Niedzielny wieczór wyjątkowy był dla zawodników i kibiców GKS-u Katowice. Na ławce trenerskiej GieKSy zasiadł bowiem nowy trener katowickiego klubu - Andrei Parfyonov. Pod wodzą nowego trenera katowiczanie zdołali pokonać KH Energę Toruń, rewanżując się za dwie poprzednie porażki. Co prawda do zwycięstwa potrzebna była dogrywka, a po stronie "Stalowych Pierników" zabrakło fantastycznie dysponowanego Antona Svenssona (trener torunian dał Szwedowi w tym meczu odpocząć z uwagi na napięty terminarz KH Energi Toruń), jednak zwycięstwo GieKSy pozwoliło im utrzymać punktowy dystans do piątego w tabeli PHL Podhala Nowy Targ.
W pojedynku wspomnianych już "Szarotek" do wyłonienia zwycięzcy również potrzeba była dogrywka. Gola na wagę wygranej i dwóch punktów dla nowotarskiego Podhala zdobył Mateusz Bepierszcz, który wykończył koronkową akcję z Alexandrem Petterssonem, umieszczając krążek w bramce Michaela Petraska.

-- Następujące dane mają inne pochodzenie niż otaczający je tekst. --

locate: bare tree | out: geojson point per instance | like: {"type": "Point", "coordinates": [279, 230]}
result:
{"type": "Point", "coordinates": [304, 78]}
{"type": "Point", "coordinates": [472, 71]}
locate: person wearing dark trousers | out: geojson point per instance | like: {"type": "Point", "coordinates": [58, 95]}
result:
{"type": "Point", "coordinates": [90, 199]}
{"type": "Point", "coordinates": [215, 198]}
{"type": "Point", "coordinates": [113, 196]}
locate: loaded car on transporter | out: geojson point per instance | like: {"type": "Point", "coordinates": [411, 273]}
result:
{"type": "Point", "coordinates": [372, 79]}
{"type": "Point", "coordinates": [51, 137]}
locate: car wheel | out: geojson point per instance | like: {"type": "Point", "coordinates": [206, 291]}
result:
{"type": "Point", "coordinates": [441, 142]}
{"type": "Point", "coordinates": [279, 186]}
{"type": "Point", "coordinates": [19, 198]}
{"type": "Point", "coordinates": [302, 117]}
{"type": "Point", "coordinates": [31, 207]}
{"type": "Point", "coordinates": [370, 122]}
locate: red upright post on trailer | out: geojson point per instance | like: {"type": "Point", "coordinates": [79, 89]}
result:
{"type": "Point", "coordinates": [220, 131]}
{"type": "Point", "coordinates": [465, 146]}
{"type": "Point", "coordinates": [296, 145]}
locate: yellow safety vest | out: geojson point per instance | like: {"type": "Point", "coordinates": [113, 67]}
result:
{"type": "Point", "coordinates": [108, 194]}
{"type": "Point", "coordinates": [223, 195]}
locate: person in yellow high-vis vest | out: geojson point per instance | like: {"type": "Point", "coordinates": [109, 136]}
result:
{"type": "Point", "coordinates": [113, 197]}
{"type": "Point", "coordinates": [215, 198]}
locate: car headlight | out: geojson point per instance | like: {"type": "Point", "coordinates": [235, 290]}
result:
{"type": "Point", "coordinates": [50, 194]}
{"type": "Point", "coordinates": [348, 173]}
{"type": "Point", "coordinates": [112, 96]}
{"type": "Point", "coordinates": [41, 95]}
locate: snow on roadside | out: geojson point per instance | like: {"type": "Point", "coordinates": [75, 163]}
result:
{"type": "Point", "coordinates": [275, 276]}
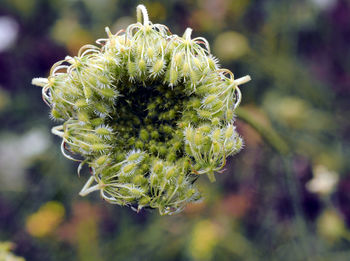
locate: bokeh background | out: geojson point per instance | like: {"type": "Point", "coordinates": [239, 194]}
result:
{"type": "Point", "coordinates": [286, 196]}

- Zagraliśmy kolejny dobry mecz i to nie podlega dyskusji. Niestety w tym spotkaniu nie powinno dojść do dogrywki! W drugiej tercji posiadaliśmy zdecydowaną przewagę i była to gra do jednej bramki. Było mnóstwo okazji do zdobycia gola, ale nie potrafiliśmy ich wykorzystać. Powinniśmy rozstrzygnąć losy tego meczu podczas gier w przewadze, ale nawet wówczas, gdy mieliśmy nawet o dwóch zawodników więcej to nie byliśmy w stanie nic strzelić. Chcę dokładnie przeanalizować zapis wideo, zwłaszcza pod kątem gry trójek w dogrywce. Nie powinniśmy tak grać, dlatego chcę przyjrzeć się i zobaczyć kto jakie błędy popełnił. Powtórzę jeszcze raz: Powinniśmy rozstrzygnąć to spotkanie w regulaminowym czasie gry, ponieważ mieliśmy mnóstwo sytuacji, a nie potrafiliśmy ich wykorzystać. To wszystko co mam dzisiaj do powiedzenia - skomentował porażkę Comarch Cracovii, trener "Pasów" Rudolf Rohaczek w wywiadzie dla oficjalnego serwisu krakowskiej drużyny.